*RESULULLAH Efendimiz ismet sıfatıyla sıfatlı mâsum bir Peygamberdir (Salat ve selam olsun ona).
*Efendimiz kendi re’y ve hevasıyla konuşmamıştır. Vahiy ve ilhamla konuşmuştur. Kur’anın ilahî vahiy olması gibi, mütevatir ve sahih hadisler de bir tür vahiydir. Sünneti ya büsbütün, ya kısmen inkar ve tahfif eden (hafife alan) reformcular ve modernistler yanlış yoldadır.
*Efendimizin sahabelerinin tamamı muhterem kimselerdir. Biz Ehl-i Sünnet Müslümanları onları sever ve sayarız, kendileri için Allah onlardan razı olsun deriz.
*Bundan 1400 yıl evvel büyük fitneler zuhur etmiş ve Ashabın bir kısmı birbiriyle çarpışmıştı. O zaman dökülen kanlara biz bu zamanda dillerimizi ve kalemlerimizi bulaştırmayız. Bu ihtilafların hükmünü Rûz-i Ceza’da kurulacak Mahkeme-i Kübra’da Ahkemülhakimiyn olan Rabbimiz Allahü Teala hazretlerine bırakırız.
*Efendimizin Ehl-i Beytini sevmek farzdır. Onları çok sever ve sayarız.
*Hulefa-i Râşidîn, Aşere-i Mübeşşere, Ashab-ı Bedr ve diğer ileri gelen Ashaba çok hürmet ederiz.
*Hz Osman Zinnureyn Efendimiz mazlumen (zulme uğramış olarak) şehid edilmiştir.
*Hz. Ömer efendimiz, Hz. Ali efendimiz kızıyla evliydi, onun damadı idi.
*Üç veya dört kişiyi sahabe olarak kabul eden, diğerlerini kâfir, müşrik, münafık ve mürted kabul eden bozuk fırkadan berîyiz (uzağız).
*Hz. Ali efendimizi, kendisiyle savaşanlardan yüksek görürüz.
*Biz Sünnîler dinî konularda Müslümanlara taqiyye ve kitman yapmayız; taqiyye ve kitmanı aldatma ve kötü görürüz.
*Türkiyeye dışarıdan iki bozuk mezhep tarafından gönderilen petro-dolarlar büyük ve korkunç fitneye sebep olmaktadır.
*Sünnîler ve Şiîler sadece ilmî tartışma yapmalıdır. Bunu da ulema ve fukaha yapabilir.
*Şiîlik ve Sünnîlik tartışmalarında şahıs ismi verilmemelidir, tenkitler anonim yapılmalıdır.
*Çoğunluğunun Şiî olduğu komşu bir ülkede yaşayan 20 milyon Sünnî ağır baskılar altındadır.

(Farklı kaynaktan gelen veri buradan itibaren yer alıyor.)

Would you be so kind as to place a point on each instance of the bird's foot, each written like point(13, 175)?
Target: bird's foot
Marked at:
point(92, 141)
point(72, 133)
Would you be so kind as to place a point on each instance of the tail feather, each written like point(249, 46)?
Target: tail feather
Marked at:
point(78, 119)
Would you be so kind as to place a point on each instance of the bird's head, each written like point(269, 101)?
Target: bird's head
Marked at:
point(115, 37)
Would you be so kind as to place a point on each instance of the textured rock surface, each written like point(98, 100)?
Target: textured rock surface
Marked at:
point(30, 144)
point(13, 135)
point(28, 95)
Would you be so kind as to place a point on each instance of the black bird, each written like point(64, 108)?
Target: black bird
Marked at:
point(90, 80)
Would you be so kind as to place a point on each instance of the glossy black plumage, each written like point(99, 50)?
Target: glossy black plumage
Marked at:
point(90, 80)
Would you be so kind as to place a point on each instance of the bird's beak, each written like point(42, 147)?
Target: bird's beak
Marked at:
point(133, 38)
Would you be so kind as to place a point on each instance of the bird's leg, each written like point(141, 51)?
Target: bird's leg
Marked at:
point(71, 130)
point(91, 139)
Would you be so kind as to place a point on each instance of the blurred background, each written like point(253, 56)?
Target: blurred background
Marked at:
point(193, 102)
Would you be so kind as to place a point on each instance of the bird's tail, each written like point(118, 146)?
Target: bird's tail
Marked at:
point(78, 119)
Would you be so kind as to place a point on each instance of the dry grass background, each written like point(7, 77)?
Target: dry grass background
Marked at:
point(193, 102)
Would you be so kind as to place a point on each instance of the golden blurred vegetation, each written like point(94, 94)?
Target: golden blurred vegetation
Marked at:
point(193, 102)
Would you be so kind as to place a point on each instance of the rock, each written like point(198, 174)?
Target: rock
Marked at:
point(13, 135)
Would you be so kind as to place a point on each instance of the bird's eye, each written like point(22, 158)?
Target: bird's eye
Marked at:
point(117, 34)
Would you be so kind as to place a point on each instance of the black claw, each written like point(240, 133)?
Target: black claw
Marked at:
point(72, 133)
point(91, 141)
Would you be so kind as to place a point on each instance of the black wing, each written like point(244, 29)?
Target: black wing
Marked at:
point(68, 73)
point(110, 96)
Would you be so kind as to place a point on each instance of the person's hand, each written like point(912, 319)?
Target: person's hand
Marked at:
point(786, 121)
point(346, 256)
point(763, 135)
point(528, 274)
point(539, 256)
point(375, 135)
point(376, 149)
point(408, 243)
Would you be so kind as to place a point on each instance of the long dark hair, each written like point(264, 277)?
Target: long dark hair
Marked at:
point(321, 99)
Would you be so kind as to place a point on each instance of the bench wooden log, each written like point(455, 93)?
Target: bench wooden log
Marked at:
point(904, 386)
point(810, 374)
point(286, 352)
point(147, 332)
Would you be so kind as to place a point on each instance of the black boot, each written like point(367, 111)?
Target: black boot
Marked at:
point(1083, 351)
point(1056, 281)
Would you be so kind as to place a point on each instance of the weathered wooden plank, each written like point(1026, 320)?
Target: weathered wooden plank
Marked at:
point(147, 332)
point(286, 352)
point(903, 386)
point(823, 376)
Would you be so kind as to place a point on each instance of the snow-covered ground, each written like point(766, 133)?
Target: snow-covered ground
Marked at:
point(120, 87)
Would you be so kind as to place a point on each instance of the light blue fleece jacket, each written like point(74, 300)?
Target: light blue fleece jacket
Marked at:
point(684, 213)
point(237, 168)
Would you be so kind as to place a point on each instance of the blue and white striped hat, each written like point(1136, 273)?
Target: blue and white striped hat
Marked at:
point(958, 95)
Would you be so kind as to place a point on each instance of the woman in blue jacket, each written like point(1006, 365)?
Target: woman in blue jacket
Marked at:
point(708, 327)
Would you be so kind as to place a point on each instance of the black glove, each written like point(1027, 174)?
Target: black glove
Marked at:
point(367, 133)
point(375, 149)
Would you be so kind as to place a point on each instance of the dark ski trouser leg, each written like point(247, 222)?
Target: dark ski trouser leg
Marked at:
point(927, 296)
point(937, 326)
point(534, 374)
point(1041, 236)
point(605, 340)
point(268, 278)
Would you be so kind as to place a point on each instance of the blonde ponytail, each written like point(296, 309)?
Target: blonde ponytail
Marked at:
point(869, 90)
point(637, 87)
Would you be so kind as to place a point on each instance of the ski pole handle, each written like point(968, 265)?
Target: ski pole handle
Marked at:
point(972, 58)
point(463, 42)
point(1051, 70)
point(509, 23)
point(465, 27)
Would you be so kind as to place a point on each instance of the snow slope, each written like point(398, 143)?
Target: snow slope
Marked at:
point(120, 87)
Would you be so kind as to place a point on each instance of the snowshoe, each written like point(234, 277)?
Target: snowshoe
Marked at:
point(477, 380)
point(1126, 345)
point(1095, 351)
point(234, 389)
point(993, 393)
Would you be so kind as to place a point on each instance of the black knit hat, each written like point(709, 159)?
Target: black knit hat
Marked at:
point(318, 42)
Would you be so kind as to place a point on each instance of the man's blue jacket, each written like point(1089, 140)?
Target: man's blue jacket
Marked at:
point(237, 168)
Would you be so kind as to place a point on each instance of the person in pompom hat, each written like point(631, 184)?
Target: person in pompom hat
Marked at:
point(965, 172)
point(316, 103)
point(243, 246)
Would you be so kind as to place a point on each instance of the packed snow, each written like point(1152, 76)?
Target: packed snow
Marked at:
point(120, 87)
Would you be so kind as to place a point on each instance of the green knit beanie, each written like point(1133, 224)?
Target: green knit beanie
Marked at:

*Pakistanda Sünnîler ve Şiîler arasında vahim hadiseler cereyan etmekte, kan dökülmektedir. Cenab-ı Hak Türkiyeyi böyle üzücü ve acı mezhep kavgalarından korusun.
*Dışarıdan gelen petro-dolarlarla İslama hizmet edilemez. İslamın paralı kiralık veya satılık askerlere ihtiyacı yoktur.
*Şiî olsun Sünnî olsun hiçbir şahsın dinî hizmetleri bahane edip kendisi için para toplamaya hakkı yoktur.
*Halkı uyarma, aydınlatma, bilgilendirme, şuurlandırma hizmetleri muhlisen lillah (Allah için ihlasla) yapılmalıdır; para, nefsaniyet, riyaset, şöhret, itibar için yapılmamalıdır.
*Türkiyenin Sünnî kökenli halkını Şiîleştirme faaliyetleri durdurulmalıdır.
*Sünnî Osmanlı devleti ile Şiî İran asırlar boyunca savaşmışlar ve seller gibi kan akmıştır. Allah bizi yeni bir Türkiye-İran savaşı beyinsizliğinden korusun.
Efendimize salat ve selam ederiz, Ashabını ve Ehl-i beytini hayırla anarız. Birlik rahmettir, tefrika azaptır.